The stretch of the Baltic Sea separating Finland and Sweden and dotted with thousands of islands is a particularly popular spot for Nordic skating, so popular in fact that it is known as the ‘tour de skate’. In the summer it is a faster way to travel across the islands and in winter it is a method of crossing the frozen sea between islands. It is best to do this with a guide, however, as climate change has made the winter conditions unpredictable.
Eastern Finland is practically designed for Nordic skating. The area is almost entirely flat and has miles of country roads, pleasant scenery, and expansive lake systems. Kuopio is home to the Finland Ice Marathon, one of the world’s largest Nordic skating events held every February. The track used for the competition is also open to anyone during the rest of the winter.
Close by Kuopio, one of Finland’s largest lake systems also provides a huge area for winter skating. A 15km skating network is laid out on the lake every winter. It is an especially ideal way to cross between the many islands on the lake or spot some rare wildlife.
Most of Finland’s national parks provide at least some opportunities for Nordic skating. Linnasaari in Savonlinna has one of the longest trails in Finland, stretching from the village of Oravi to the Järvisydän resort, a total of 40km. Many people visit the park just for a Nordic skating holiday so there are plenty of guides and rentals available.
This Lapland resort is more popular among skiers, but it has plenty of cross country skating trails available too. There are a total of 330km worth of trails laid out in the winter, suitable for all ages or levels of experience. At the same time you can take in the clear Lapland air, see some of Finland’s most striking scenery, and if you’re lucky even spot the Northern Lights.
Another northern area, Kuusamo has 170km of cross country skiing trails in what is considered some of the best skiing conditions in Finland. This is why there are many cross country skiing safari tours on offer, which also include rentals and hot drinks and snacks. There are numerous cafes on the ski trails and the tracks are fully maintained during the off-season.
This central city is surrounded by a huge lake system which is perfect for Nordic skating with around 100 maintained skating areas in and around the city and network stretching to around 400km. These tracks are not just for sporting enthusiasts but are also essential for allowing children to make their way to school during the coldest part of the winter.

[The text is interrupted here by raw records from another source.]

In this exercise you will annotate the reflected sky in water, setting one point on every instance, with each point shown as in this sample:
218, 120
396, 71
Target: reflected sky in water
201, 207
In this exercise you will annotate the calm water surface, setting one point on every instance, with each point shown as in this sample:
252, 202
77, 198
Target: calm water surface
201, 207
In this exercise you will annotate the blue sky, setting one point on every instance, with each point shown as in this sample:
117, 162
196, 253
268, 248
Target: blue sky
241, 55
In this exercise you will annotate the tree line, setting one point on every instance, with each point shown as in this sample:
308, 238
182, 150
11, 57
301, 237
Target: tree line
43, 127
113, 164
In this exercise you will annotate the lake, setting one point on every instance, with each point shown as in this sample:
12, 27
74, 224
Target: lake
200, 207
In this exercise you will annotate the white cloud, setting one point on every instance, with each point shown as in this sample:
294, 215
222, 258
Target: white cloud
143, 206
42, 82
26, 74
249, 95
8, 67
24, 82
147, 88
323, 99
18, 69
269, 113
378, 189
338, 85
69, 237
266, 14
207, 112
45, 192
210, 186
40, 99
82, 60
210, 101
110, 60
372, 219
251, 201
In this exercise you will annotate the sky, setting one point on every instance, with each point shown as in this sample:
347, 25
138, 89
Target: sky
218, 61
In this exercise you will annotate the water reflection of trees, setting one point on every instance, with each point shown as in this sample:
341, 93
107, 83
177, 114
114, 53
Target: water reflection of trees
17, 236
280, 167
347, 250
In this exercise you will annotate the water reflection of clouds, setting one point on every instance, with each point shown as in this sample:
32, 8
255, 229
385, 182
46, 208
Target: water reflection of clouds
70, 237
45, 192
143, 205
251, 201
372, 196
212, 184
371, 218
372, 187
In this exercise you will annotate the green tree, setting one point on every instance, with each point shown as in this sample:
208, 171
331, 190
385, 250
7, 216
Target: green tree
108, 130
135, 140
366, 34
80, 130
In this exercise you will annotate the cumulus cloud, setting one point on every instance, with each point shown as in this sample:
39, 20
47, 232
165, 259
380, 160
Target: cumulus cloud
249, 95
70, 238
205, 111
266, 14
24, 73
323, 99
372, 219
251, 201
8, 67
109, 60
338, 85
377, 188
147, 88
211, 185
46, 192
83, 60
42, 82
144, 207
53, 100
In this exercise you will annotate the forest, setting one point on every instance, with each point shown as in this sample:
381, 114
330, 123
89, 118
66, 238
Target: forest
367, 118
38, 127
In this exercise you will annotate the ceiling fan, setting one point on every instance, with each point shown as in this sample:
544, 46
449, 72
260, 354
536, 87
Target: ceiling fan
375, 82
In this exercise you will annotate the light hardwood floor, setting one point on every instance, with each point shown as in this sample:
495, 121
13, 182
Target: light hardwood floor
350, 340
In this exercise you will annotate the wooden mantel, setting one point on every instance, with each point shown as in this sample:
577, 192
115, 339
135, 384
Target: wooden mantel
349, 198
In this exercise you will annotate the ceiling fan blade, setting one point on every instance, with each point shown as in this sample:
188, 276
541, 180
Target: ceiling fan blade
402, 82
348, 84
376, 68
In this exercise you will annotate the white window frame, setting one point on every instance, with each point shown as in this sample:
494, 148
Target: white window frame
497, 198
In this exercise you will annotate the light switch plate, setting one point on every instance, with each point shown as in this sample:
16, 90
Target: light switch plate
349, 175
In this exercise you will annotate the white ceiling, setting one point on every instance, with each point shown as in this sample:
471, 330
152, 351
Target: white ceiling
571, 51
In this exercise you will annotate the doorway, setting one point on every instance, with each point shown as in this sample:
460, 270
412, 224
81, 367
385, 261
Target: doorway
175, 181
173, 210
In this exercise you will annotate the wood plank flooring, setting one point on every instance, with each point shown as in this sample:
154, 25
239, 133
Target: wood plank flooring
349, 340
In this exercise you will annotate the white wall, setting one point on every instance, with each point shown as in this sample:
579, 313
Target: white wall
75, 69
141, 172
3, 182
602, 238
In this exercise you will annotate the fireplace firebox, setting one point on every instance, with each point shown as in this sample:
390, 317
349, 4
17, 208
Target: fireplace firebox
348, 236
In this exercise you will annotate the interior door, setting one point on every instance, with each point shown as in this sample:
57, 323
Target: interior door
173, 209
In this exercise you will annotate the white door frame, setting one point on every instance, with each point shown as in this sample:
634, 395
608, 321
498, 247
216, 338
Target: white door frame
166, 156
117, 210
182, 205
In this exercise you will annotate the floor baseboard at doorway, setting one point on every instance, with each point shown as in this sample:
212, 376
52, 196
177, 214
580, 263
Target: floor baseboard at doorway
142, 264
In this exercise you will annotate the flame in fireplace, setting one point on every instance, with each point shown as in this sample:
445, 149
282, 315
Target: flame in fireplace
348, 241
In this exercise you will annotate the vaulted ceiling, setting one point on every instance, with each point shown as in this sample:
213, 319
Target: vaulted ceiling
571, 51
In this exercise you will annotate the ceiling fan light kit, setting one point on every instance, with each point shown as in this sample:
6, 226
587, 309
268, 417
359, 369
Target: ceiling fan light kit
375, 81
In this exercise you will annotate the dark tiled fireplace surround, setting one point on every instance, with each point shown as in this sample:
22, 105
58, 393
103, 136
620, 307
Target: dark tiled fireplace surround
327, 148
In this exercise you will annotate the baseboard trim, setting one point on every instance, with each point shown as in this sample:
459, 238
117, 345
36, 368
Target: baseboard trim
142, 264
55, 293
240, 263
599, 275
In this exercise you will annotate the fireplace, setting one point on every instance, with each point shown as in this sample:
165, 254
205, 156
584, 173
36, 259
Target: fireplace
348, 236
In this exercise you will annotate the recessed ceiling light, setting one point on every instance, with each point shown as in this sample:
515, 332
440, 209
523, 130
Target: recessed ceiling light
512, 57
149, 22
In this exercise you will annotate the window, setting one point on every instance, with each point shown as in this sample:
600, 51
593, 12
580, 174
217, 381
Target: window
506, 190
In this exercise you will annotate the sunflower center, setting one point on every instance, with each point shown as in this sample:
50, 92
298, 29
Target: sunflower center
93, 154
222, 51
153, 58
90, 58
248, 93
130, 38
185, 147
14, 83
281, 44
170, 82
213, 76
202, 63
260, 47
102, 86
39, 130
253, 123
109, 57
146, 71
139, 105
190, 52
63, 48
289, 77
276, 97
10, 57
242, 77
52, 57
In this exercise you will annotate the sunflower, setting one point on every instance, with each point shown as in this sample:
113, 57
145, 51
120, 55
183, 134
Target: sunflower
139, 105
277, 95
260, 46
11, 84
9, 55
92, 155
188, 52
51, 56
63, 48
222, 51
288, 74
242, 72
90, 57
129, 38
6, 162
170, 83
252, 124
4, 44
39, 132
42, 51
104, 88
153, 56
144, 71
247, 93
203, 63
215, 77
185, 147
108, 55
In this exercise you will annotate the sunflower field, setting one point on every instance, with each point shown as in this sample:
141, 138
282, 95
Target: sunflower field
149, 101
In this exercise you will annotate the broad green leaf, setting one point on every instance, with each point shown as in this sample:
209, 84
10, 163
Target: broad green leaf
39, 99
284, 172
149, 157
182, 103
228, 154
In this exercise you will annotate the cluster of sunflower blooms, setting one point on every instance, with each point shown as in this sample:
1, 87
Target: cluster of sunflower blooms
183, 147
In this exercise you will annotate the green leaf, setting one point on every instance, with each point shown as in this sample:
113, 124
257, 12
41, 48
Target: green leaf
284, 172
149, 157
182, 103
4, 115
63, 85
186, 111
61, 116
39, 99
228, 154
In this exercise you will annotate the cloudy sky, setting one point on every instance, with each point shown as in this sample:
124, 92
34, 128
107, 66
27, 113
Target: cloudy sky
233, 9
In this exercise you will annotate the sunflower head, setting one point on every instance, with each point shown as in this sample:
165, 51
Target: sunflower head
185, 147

Another city with a vast skating network. Even within the city limits there are 80km worth of illuminated tracks and miles more stretching out in the surrounding area to the local villages. Nearby Lake Näsijärvi is especially popular and has trails, rental shops, and cafes laid out every winter.
Levi in Lapland is known for having some of the best maintained skating trails in Finland, a total of 230km. They are especially recommended for beginners to get the hang of the sport. Many of the tracks are even lit up at night, providing a beautiful skating location through the snow.
Finland’s capitol in the south may not have the same frozen winter conditions as the rest of the country, but the Baltic Sea often becomes solid enough for winter skating. If skating on ice seems too much for you, there are plenty of trails and pathways where you can try the summer equivalent instead.